CYBERSECURITY researchers uncovered five malicious Rust crates masquerading as time utilities to exfiltrate .env data from developer environments. The crates—chrono_anchor, dnp3times, time_calibrator, time_calibrators, and time-sync—were published to crates[.]io between late February and early March 2026 and impersonate timeapi[.]io, with exfiltration tied to a single threat actor based on the uniform methodology and domain disguise.
Chrono_anchor in particular hides its data-stealing logic in a guard[.]rs file invoked by an optional sync function to avoid tipping off developers, and the campaign repeatedly targets .env secrets whenever CI workflows run the malicious code.
In parallel, an AI-powered bot named hackerbot-claw exploited public GitHub Actions workflows, scanning at least seven repositories including aquasecurity/trivy, to steal a Personal Access Token and push a malicious VS Code extension to Open VSX, enabling local AI agents to exfiltrate data; the attackers used highly permissive AI tooling and then moved secret data to a private repository.

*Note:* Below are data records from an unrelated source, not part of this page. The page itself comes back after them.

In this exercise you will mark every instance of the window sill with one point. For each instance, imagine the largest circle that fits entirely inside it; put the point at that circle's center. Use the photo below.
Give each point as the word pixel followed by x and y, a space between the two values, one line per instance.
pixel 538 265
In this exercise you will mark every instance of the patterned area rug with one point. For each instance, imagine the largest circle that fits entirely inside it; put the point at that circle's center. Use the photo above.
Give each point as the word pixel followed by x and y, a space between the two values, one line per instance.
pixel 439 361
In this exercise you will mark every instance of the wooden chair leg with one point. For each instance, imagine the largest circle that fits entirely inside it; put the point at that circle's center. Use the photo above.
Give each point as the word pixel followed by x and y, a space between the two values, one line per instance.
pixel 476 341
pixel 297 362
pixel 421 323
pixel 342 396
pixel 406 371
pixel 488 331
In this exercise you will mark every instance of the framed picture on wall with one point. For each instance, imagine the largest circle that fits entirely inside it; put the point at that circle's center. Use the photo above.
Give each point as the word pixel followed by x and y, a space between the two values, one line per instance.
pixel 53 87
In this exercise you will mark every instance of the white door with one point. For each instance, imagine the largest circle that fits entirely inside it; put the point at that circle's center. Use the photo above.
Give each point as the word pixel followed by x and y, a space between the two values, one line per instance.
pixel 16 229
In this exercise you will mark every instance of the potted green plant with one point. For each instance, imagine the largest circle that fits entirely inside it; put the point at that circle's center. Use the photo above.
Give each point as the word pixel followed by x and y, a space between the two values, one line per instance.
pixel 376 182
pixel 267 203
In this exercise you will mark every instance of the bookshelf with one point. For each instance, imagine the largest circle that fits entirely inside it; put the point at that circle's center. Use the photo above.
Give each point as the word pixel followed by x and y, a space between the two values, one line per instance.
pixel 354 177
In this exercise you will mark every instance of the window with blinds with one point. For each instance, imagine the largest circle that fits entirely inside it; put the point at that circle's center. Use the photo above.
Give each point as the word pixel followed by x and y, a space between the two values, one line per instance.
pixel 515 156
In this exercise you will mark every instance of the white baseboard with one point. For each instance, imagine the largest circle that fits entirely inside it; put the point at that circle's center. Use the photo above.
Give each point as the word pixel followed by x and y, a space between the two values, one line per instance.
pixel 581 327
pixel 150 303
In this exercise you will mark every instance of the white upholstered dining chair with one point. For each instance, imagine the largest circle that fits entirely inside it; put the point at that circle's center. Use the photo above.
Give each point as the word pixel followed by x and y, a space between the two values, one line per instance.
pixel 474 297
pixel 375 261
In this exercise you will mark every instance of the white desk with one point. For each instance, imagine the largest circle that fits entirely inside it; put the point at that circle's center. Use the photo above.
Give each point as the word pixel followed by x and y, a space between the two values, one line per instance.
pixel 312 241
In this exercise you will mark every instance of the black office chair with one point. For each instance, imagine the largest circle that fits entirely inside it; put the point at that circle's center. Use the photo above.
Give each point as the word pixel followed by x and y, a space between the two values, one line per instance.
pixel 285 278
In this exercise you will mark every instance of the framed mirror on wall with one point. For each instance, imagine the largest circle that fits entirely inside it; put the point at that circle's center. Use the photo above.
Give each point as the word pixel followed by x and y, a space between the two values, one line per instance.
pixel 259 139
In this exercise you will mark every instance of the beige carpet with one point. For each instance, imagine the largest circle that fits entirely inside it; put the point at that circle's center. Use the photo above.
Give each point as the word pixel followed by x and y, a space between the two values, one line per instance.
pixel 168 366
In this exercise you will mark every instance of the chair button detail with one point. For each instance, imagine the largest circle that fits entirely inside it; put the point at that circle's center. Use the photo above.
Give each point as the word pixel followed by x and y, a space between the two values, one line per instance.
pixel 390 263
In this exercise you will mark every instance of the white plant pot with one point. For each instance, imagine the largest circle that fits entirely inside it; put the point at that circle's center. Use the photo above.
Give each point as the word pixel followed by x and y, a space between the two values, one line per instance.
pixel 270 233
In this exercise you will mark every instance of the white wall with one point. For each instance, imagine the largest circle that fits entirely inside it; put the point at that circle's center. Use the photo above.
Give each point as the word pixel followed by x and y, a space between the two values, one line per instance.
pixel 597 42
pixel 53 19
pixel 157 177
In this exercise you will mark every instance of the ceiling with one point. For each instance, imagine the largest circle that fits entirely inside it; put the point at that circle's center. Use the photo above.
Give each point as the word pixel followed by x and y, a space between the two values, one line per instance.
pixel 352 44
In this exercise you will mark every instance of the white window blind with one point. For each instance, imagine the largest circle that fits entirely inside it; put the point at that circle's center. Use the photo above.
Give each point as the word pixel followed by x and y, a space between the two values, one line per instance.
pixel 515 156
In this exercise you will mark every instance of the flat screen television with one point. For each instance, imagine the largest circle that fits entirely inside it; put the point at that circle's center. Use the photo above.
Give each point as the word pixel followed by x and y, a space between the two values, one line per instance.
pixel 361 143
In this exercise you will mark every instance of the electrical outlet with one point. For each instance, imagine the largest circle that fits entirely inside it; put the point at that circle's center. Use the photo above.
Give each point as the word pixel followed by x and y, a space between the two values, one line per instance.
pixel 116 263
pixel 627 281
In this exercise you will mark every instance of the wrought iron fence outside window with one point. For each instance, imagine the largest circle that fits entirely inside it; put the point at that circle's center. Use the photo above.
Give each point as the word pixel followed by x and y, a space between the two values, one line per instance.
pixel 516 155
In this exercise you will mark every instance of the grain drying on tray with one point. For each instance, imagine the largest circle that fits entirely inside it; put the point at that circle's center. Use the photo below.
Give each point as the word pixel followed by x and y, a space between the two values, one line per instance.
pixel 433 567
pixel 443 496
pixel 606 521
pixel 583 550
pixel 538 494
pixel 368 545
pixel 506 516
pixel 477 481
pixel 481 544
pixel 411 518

According to Socket, the campaign demonstrates how low‑complexity supply‑chain malware can deliver high impact within developer workspaces and CI jobs, and CVE-2026-28353 has been issued in relation to Aqua Security’s Trivy extension incident. Between February 21 and 28, 2026, the attacker’s activity targeting notable projects underscores the need to audit CI/CD credentials and restrict outbound access.